|Case of the Week - Patient Summary 8569|
Peer Reviewed and Certified -
|Demographics: 46 y.o. woman|
|History & Chief complaint:|
| Right facial pain. |
|Physical exam and Laboratory:|
| Noncontributory |
|Summary of Findings:|
|Large left-sided venous vascular anomaly with the roentgen classic "head of snakes (i.e., Medusa Head)" configuration. There is a minimal amount of surrounding gliosis.|
| Developmental Venous Anomaly (Venous Angioma) |
|Confirmed by: Roentgen classic MR diagnosis.|
|Treatment and Followup:|
|Patient Specific Discussion: (Also Read the Disease Discussion)|
|This MR finding represents the classic "Medusa Head" configuration. These lesions are typically asymptomatic, and the patient's symptoms are likely unrelated.|
|There are four major types of vascular malformation: » arteriovenous malformation
» cavernous malformation (cavernous hemangioma)
» capillary telangectasia
» developmental venous anomaly (venous angioma)

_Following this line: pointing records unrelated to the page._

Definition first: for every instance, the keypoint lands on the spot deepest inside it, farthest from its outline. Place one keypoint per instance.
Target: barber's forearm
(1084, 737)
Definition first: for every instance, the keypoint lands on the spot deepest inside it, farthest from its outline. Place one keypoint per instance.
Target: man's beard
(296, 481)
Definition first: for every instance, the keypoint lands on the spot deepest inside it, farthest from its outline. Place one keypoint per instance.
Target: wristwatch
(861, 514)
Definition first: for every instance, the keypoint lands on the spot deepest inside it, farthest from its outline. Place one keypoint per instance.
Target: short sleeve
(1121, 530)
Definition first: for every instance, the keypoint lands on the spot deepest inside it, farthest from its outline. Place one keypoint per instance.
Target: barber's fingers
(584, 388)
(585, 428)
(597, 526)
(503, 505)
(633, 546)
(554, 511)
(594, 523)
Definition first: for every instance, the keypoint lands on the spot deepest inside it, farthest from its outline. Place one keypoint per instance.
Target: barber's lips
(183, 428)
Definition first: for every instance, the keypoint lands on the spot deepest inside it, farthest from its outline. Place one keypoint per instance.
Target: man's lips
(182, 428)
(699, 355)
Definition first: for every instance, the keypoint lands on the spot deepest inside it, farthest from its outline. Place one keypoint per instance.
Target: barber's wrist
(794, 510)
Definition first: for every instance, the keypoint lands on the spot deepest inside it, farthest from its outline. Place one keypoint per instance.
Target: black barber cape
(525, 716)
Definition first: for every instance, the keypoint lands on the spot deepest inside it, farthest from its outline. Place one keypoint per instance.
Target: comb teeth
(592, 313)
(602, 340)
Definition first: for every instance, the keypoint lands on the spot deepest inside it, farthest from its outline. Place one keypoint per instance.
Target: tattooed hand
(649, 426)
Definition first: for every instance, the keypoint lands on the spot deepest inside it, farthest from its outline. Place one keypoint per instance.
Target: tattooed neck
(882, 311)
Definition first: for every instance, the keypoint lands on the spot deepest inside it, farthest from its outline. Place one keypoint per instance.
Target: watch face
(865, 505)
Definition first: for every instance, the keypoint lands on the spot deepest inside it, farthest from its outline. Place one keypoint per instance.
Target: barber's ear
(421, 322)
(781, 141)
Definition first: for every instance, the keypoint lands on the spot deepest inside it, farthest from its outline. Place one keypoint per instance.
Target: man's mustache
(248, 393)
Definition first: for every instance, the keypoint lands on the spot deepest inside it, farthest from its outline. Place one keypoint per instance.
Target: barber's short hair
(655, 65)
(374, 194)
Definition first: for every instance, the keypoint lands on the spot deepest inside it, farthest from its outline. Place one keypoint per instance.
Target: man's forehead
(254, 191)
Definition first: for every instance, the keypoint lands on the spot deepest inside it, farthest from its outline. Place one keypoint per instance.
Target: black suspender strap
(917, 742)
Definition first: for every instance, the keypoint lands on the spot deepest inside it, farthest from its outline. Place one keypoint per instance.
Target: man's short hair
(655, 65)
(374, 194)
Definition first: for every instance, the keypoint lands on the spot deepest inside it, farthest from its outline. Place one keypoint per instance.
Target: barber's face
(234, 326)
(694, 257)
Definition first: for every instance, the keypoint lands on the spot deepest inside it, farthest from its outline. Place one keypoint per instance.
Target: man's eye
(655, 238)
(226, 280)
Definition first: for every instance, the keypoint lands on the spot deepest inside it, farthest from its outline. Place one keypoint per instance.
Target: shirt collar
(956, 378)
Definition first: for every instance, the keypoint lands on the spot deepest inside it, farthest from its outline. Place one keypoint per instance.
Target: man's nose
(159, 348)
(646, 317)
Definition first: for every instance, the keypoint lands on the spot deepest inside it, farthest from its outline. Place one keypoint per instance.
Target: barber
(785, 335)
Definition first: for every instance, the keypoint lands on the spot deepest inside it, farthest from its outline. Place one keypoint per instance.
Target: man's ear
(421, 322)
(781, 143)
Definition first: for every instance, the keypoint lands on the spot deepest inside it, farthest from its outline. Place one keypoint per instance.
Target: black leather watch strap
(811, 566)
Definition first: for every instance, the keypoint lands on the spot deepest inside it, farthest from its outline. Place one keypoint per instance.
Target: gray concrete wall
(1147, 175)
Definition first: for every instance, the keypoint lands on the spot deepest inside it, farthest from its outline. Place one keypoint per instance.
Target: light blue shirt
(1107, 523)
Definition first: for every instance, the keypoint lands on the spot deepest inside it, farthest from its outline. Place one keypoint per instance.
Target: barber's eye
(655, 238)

They are composed of radially arranged, dilated anomalous veins that converge into a "collector vein" - an enlarged transcortical or subependymal draining vein.
Microscopically they consist of dilated, thin walled venous channels separated by normal brain tissue. The precise etiology is unknown but they likely represent extreme anatomic variants and not true vascular malformations.
They are located in the deep cerebral or cerebellar white matter, most often near the margin of an adjacent ventricle. The most common site is adjacent to the frontal horn of the lateral ventricle.
They can occur at any age and often are asymptomatic and therefore may be incidental findings on imaging studies.
They are the most common vascular “malformation” found at autopsy. Most are solitary, but multiple lesions can occur in the rubber bleb nevus syndrome.
CT- Non enhanced CT scans are typically normal or show an ill-defined slightly hyperdense area. Following contrast administration, an enhancing tuft of rounded or linear vessels near the angle of a ventricle is identified. These enlarged medullary veins become continuous, with a dilated transcortical draining vein that in turn empties into an adjacent dural sinus, cortical or subependymal vein. Edema and mass effect are typically absent.
MR- On magnetic resonance scans a stellate tangle of venous tributaries drains into a larger, sharply delineated vein that often shows high-velocity signal void. Flow-related enhancement can occasionally be seen. After contrast administration, the enlarged medullary tributaries and the transcerebral or subependymal draining veins are typically well seen. Evidence of gliosis or hemorrhage is present in 10-15% of cases.